Is it reasonable that the energy increases after the NPT relaxation?


The relevant codes are as follows
boundry p p s
fix 1 all npt temp 300 300 0.02 x 0.0 0.0 0.2 y 0.0 0.0 0.2

You are the researcher here and it is your project, so the question would rather have to be: what do supposed the answer should be and what is your explanation for that.

This does not provide much useful information, since what you observe is something that comes from the entire system and depends on the entire setup and particularly what happens to your system during the simulation for example, what happens to the temperature or whether the system expands or shrinks.

Hmm interesting question (even if not a LAMMPS one)… at a first moment, I think it is possible in general. I would say it depends on what was the initial thermodynamic state (I mean the one before the one reached as you relax the system) and what is the shape of your potential.

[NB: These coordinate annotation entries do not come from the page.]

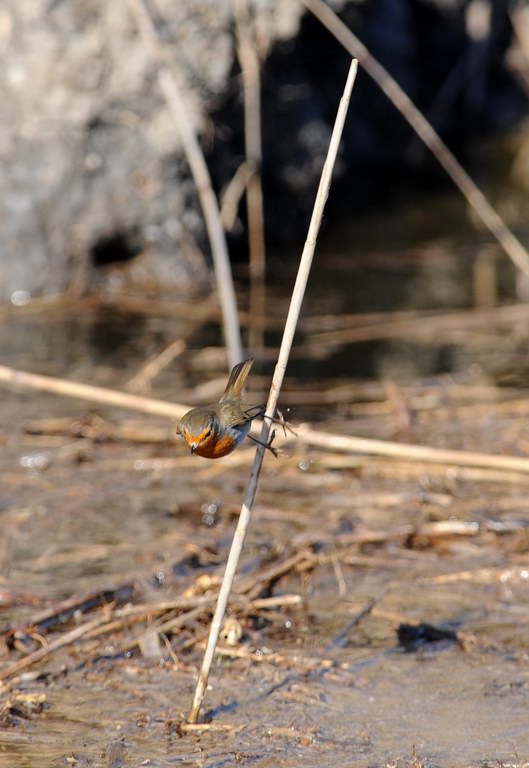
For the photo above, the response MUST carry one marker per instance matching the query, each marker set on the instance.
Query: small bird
(215, 430)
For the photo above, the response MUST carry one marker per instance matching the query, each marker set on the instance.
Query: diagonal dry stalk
(250, 67)
(199, 169)
(277, 381)
(400, 99)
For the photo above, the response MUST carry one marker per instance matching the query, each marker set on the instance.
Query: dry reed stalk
(32, 658)
(476, 199)
(250, 67)
(286, 344)
(408, 452)
(284, 352)
(322, 440)
(199, 169)
(25, 380)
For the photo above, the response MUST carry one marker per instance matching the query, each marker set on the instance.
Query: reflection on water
(76, 522)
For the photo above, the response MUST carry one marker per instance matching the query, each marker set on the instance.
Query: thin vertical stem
(400, 99)
(277, 381)
(250, 67)
(199, 169)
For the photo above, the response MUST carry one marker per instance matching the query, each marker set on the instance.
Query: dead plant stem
(284, 352)
(199, 169)
(250, 66)
(476, 199)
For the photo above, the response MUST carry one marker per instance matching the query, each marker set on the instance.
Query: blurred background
(96, 195)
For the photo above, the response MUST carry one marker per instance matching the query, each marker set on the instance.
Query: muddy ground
(380, 613)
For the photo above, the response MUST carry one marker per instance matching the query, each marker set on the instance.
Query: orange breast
(217, 447)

For example, if you have a system of one particle type that interacts uniquely via the pairwise non-bonded potential shown below, you would have r_min be the equilibrium position at 0K. As you increase the temperature progressively (at constant pressure), your equilibrium relative distance between the pairs should shift in the direction of increase (shown in the plot). This is because of the asymmetry of the potential (you can reason why it happens by thinking carefully about Newtonian mechanics). Naturally, a larger equilibrium position will mean that the new equilibrium volume of the system is overall larger, which fits what you were observing (I mean, I am assuming your system is expanding).

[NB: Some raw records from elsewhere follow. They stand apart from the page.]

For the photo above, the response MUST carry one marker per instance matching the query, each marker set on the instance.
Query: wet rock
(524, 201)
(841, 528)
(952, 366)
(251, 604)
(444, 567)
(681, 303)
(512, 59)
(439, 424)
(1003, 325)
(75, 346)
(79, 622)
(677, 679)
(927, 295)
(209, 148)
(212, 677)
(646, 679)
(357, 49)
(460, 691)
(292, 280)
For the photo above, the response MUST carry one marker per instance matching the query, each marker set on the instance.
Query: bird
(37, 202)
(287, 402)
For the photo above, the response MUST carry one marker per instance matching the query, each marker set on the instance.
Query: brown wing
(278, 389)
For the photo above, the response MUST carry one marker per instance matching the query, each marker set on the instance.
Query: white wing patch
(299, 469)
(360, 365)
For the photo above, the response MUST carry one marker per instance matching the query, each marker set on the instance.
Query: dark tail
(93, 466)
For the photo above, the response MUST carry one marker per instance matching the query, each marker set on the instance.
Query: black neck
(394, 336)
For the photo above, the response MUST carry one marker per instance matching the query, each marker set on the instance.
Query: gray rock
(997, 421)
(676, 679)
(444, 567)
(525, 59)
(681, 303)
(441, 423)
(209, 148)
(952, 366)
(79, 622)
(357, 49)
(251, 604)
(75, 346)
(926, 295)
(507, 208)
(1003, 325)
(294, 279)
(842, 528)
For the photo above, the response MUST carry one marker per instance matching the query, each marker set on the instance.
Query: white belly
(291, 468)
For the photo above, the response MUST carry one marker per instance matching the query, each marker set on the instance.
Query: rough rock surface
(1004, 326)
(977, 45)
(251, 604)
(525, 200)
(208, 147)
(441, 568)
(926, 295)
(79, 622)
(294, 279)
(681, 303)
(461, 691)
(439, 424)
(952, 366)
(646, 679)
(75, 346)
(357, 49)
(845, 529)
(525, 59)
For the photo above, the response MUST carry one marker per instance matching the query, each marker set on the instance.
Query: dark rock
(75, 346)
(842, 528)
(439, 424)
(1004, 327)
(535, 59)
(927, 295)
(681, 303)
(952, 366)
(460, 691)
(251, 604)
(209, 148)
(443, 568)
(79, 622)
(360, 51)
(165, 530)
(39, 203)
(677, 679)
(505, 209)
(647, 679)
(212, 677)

So for example if you were initially in a thermodynamic state where the temperature was 300K and the pressure was such that was keeping the system at a pairwise distance smaller than r_eq at 300K, you would then observe an increase of Ep. Since the Ek is the same (temperature is the same in the initial and relaxed state), your overall internal energy would increase.

A similar reasoning could hold if the assymetry of your well was in the other direction (which is also possible).

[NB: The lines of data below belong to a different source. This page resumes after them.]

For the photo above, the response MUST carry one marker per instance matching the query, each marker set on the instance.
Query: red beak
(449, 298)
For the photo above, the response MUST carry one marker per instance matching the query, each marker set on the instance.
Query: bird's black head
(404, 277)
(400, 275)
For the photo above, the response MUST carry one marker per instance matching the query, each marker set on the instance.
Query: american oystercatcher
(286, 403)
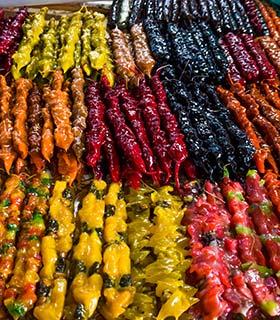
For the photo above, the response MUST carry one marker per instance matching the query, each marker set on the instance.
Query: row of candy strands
(96, 120)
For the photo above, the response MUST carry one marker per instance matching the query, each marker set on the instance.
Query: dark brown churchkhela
(47, 144)
(79, 111)
(35, 123)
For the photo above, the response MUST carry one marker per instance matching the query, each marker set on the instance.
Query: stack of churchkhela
(140, 157)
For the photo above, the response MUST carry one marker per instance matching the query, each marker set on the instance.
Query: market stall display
(140, 158)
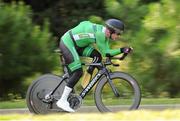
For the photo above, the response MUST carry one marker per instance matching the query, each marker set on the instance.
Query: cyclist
(78, 42)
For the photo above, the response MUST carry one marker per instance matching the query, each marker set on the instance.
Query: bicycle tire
(44, 83)
(100, 104)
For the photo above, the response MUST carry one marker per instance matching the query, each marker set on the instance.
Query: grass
(138, 115)
(144, 101)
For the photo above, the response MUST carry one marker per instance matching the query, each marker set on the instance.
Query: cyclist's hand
(126, 49)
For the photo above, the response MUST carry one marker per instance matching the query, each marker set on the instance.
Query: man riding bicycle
(78, 42)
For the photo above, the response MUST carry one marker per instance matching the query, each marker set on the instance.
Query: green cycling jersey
(87, 33)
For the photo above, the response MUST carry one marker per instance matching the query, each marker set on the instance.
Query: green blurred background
(30, 31)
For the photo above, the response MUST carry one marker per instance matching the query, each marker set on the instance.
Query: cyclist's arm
(103, 46)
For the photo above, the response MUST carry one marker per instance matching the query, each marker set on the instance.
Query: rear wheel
(37, 91)
(129, 93)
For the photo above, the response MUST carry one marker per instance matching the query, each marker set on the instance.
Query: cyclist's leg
(93, 53)
(72, 60)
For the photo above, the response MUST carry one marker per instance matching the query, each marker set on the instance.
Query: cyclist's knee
(74, 77)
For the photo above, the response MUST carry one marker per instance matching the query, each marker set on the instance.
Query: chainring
(75, 101)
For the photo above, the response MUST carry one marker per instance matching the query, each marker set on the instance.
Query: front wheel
(128, 97)
(38, 90)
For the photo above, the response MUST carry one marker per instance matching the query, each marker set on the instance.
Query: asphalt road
(93, 109)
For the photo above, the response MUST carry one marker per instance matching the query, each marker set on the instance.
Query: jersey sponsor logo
(83, 36)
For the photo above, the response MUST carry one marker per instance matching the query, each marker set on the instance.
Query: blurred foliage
(25, 48)
(151, 28)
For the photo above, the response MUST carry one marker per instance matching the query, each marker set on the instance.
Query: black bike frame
(95, 79)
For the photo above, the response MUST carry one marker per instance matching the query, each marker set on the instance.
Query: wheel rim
(43, 86)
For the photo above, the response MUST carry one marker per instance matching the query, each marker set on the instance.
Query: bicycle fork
(115, 91)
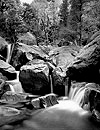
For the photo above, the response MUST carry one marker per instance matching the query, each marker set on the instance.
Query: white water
(77, 94)
(8, 52)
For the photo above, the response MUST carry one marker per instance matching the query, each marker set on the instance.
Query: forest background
(70, 22)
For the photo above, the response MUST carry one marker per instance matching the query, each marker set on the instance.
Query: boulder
(7, 71)
(34, 78)
(22, 54)
(27, 38)
(86, 65)
(3, 49)
(63, 56)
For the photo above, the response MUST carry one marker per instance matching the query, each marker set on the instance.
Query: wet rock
(7, 70)
(27, 38)
(63, 56)
(22, 54)
(3, 49)
(34, 78)
(86, 65)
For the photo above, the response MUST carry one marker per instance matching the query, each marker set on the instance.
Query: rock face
(24, 53)
(7, 70)
(34, 78)
(86, 65)
(27, 38)
(3, 49)
(63, 56)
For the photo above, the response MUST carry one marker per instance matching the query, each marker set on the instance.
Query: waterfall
(8, 52)
(77, 94)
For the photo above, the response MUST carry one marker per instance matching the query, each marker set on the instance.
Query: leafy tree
(90, 18)
(10, 22)
(64, 12)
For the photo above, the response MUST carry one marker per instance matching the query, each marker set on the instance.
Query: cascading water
(8, 52)
(77, 94)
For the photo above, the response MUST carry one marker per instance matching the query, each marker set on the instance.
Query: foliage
(90, 18)
(64, 12)
(10, 22)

PS: I am assuming your energy is not increasing indefinately and your simulation doesnt explode at some point.

Also, this is just an idea of interpretation of the result - as Axel said you need to make a collective assessment of the evolution of different properties and reason it in the context of your system specifically (potential form and etc).

It is generally reasonable (and is likely the case if the simulation starts from a structure at a local minimum of its potential energy surface, e.g. when a minimize is done before the MD starts). At finite temperatures the particles don’t stay at their local minimums in most time, so the total potential energy would be higher.

For your specific scenario, however, I’m more concerned about the fact that your potential energy is not converging. That means the system is not reaching the thermal equilibrium in that timescale (several ns). There could be several reasons for this:

  1. the system equilibrates very slowly due to its nature (e.g. having slow degrees of freedom);
  2. the system is going through some continuous transition and does not equilibrate at all;
  3. there is something wrong with your setup.

Generally speaking, it’s your task to find out the exact cause and determine if it’s acceptable for your purpose.